Maddie hunt conman dies
A CONMAN accused of swindling Madeleine McCann’s family out of £ 300,000 has been found dead in a secluded mansion.
Kevin Halligen – who posed as a “James Bond-style” private detective to probe the youngster’s disappearance – was discovered covered in blood at his long-term partner’s home.
Detectives have confirmed they are investigating the 56-year-old’s death.
One of Halligen’s former associates, defence consultant Tim Craig-Harvey, wrote online: “The lies and alcohol finally caught up with him.”
Halligen made wild claims about his bogus hunt for Madeleine.

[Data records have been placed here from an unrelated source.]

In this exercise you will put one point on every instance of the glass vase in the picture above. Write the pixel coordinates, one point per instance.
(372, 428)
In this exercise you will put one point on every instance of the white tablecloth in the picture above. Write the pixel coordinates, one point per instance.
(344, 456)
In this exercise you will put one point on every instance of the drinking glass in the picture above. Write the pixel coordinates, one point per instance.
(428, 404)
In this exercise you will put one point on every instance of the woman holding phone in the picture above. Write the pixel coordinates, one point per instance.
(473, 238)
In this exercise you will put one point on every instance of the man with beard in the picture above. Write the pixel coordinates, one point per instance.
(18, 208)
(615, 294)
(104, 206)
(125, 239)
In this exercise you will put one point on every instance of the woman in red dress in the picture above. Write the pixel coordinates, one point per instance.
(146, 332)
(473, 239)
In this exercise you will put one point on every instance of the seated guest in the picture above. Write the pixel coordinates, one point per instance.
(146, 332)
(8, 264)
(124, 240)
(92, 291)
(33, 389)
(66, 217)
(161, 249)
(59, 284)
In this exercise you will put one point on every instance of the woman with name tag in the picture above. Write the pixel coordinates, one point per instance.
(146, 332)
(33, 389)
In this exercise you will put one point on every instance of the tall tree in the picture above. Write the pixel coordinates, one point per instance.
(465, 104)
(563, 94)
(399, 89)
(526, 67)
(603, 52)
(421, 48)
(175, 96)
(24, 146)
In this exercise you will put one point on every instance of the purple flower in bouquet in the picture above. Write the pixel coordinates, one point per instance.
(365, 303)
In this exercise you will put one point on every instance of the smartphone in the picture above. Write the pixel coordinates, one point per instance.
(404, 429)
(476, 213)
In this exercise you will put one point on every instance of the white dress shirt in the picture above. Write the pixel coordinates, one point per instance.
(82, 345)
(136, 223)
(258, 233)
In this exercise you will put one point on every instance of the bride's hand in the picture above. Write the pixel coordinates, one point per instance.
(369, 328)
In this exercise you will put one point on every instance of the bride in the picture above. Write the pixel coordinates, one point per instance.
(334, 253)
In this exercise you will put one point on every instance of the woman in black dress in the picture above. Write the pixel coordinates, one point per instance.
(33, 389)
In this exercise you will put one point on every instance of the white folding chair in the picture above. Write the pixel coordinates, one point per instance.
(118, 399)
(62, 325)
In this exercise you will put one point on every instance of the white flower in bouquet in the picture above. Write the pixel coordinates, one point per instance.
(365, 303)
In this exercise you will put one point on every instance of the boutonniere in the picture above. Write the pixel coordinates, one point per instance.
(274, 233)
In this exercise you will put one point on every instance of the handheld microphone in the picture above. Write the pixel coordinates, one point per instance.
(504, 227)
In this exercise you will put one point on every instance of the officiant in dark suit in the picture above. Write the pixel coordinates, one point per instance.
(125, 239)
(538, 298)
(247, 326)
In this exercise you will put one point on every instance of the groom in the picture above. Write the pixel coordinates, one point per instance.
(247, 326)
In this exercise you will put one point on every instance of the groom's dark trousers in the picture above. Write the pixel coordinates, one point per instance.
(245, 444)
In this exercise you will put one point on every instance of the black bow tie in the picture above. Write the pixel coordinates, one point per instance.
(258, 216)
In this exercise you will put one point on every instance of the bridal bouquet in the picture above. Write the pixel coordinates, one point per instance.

He said he had hired an actor to pretend to be a “drunken priest” and seek confessions in the bars of Praia da Luz, where the three-year-old disappeared in May 2007. And he told colleagues a family with a lookalike daughter had been paid to set up home in a resort to try to lure a potential kidnapper. In fact Halligen had squandered the cash on hotels, bars, restaurants and luxury goods. After being sacked from the search for Madeleine, he was extradited to America where he pleaded guilty to defrauding Dutch company Trafigura out of millions. A source close to Madeleine’s parents, Kate and Gerry, said the couple had not had anything to do with Halligen since they terminated their contract with his Washington-based company, Oakley International, in 2008. Surrey police said: “We were called to an address in Guildford on Monday following a report of a man in his 50s having been taken unwell, who subsequently died. The death is being treated as unexplained.”